Саша Терновский пишет мрачные стихи про разбитую жизнь‚ несбыточные надежды‚ могильный тлен и хлад, и читает их всем‚ кто пожелает слушать‚ повергая в недоумение инженерно-технический состав серийно-конструкторского бюро машиностроительного завода. "Как приятно в ночной тиши пить остатки своей души..." Однажды он чуть было не женился на поэтессе – тоненькой девочке с большими глазами‚ которая тоже писала грустные стихи‚ но в последний момент она вышла замуж за спортсмена-десятиборца‚ родила ему ребенка-великана и перестала не только писать стихи‚ но и слушать. Это случилось еще в институте и было первым ударом в его личной жизни‚ а таких ударов по сей день состоялось великое множество и‚ очевидно‚ будут еще‚ несмотря на лабораторию‚ сплошь заклеенную его портретами. А он лежит‚ как камушек, на дороге‚ подходи и бери‚ и если не взяли‚ то по недомыслию‚ потому что он готов полюбить любую женщину‚ которая сделает к нему только один шаг. И за бездетность с него не надо вычитать. Это несправедливо – вычитать с него за бездетность.

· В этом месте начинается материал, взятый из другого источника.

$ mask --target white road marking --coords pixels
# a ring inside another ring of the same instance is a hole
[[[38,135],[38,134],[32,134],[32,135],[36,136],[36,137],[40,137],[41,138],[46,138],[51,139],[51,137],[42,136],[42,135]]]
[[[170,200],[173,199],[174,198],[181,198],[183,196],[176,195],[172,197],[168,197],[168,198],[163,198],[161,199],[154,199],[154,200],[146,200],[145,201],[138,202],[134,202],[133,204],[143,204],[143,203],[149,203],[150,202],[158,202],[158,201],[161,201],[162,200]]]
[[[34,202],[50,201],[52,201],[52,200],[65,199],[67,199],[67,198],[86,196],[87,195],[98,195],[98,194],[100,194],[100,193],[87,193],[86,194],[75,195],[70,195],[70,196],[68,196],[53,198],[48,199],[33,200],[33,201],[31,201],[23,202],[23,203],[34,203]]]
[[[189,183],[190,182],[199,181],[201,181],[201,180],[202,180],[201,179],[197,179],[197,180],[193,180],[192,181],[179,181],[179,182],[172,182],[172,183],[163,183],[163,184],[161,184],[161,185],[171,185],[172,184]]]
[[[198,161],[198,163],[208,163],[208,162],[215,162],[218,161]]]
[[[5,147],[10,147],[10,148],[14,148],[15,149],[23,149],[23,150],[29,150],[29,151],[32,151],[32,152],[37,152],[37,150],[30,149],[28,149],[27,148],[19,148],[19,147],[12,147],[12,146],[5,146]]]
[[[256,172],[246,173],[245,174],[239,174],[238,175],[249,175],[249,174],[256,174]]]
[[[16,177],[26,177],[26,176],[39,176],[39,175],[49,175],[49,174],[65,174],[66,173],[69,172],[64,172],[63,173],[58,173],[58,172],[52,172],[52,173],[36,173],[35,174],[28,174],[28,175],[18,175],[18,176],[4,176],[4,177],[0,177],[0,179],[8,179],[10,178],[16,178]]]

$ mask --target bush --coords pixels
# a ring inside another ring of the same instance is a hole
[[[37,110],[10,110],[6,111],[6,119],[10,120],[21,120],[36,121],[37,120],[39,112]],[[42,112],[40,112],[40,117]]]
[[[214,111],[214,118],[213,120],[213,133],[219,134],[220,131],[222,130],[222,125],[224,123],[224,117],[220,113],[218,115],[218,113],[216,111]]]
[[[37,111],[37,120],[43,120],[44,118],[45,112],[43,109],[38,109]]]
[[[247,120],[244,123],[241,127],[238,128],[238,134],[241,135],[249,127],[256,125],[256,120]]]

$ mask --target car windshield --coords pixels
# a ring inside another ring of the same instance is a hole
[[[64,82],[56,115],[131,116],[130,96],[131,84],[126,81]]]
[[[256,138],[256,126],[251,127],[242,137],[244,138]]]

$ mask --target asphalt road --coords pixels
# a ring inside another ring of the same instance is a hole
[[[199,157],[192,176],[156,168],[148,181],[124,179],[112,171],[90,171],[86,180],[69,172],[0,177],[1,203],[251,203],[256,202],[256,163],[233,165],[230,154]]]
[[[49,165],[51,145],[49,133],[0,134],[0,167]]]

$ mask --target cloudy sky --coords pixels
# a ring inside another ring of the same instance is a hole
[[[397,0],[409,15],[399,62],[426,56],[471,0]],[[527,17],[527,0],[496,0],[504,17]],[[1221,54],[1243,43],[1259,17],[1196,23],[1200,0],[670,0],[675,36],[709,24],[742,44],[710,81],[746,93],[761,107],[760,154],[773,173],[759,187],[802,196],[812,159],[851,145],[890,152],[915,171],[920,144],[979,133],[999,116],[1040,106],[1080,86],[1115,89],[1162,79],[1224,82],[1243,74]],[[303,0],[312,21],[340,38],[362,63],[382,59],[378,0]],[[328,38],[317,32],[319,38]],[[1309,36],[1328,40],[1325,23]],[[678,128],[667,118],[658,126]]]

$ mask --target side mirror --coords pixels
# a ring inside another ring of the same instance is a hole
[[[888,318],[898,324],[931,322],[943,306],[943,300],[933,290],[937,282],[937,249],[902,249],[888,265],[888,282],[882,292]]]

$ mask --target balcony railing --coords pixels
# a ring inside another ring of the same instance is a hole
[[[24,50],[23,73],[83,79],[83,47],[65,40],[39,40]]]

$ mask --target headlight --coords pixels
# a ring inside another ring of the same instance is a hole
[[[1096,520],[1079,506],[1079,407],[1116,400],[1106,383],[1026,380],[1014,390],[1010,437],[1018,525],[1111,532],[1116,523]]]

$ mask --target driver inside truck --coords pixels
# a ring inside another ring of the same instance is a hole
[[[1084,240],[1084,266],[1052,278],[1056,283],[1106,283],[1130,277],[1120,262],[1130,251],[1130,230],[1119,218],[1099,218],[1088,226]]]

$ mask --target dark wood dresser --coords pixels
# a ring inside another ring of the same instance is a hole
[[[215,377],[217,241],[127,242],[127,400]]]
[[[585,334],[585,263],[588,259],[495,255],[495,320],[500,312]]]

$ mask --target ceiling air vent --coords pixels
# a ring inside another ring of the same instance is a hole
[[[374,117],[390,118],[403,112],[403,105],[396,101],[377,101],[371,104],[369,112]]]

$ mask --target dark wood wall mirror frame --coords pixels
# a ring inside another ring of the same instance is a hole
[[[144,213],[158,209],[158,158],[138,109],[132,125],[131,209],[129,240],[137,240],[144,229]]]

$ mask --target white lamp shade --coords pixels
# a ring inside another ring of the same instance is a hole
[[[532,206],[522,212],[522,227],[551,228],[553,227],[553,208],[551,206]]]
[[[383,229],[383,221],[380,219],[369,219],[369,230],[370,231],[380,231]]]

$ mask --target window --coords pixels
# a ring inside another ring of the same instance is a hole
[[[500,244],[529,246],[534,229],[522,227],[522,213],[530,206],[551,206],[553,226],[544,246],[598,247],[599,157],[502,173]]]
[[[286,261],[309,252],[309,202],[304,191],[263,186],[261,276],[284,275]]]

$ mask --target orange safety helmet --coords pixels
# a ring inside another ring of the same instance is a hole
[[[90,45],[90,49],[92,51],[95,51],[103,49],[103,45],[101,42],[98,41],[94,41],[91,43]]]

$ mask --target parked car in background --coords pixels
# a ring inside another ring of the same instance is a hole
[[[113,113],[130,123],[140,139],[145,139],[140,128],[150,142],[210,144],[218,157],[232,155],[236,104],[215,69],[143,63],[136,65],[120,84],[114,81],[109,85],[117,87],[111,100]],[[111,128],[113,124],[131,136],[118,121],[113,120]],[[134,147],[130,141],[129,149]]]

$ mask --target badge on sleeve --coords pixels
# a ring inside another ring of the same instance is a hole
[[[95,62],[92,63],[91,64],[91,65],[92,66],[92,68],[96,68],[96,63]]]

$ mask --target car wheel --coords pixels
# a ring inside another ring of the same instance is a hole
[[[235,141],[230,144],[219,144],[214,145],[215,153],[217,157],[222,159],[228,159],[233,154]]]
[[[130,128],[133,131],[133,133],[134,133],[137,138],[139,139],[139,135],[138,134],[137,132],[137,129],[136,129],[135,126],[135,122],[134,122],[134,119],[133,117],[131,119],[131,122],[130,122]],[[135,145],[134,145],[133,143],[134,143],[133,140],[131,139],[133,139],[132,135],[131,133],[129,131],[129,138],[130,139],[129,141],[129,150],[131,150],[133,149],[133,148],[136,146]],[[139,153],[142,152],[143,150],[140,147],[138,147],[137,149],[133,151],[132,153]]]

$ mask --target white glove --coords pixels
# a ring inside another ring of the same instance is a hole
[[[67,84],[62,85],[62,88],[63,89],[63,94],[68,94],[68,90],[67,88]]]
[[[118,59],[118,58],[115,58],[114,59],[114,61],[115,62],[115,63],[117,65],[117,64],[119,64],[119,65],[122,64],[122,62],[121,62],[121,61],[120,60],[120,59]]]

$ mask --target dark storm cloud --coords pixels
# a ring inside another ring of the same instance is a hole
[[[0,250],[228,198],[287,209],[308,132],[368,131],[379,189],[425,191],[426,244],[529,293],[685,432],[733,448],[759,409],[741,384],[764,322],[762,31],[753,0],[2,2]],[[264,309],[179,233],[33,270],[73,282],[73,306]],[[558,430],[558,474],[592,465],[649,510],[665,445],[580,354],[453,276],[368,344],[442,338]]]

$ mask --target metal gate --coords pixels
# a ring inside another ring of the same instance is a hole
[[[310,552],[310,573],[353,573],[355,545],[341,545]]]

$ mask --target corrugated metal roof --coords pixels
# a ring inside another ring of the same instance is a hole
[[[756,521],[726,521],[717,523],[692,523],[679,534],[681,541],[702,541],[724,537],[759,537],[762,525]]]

Саша Терновский живет вдвоем с мамой‚ по вечерам‚ после ужина‚ дружно забираются с ногами на диван‚ слушают Бетховена на допотопном проигрывателе‚ обмениваются впечатлениями. Его мама – женщина утонченная‚ неизлечимо болезненная – получает пенсию за убитого еще в финскую войну мужа‚ и этой пенсии‚ пока Саша учился‚ им не хватало на самое необходимое‚ но теперь он инженер‚ у инженера – зарплата‚ изредка – премия‚ и на необходимое им уже хватает‚ а на желаемое – нет. Все институтские годы Саша проходил в отцовских сапогах‚ галифе и кителе‚ а под кителем – ковбойка‚ на ковбойке – белый‚ крахмальный‚ пристегиваемый воротничок и полосатый галстук с гигантским узлом. Он был один такой на весь институт; всё время он был окутан иронией‚ как дымовой завесой‚ и под этой завесой сначала учился‚ теперь работает и не выйдет из-под нее‚ наверно‚ никогда. И всё время надо быть начеку‚ чтобы не прорвалась завеса‚ чтобы не сдуло ее в сторону‚ а то прорвется – и ты голый. Детские‚ неразвитые плечи‚ широкий таз‚ тонкие ноги‚ сутулая спина.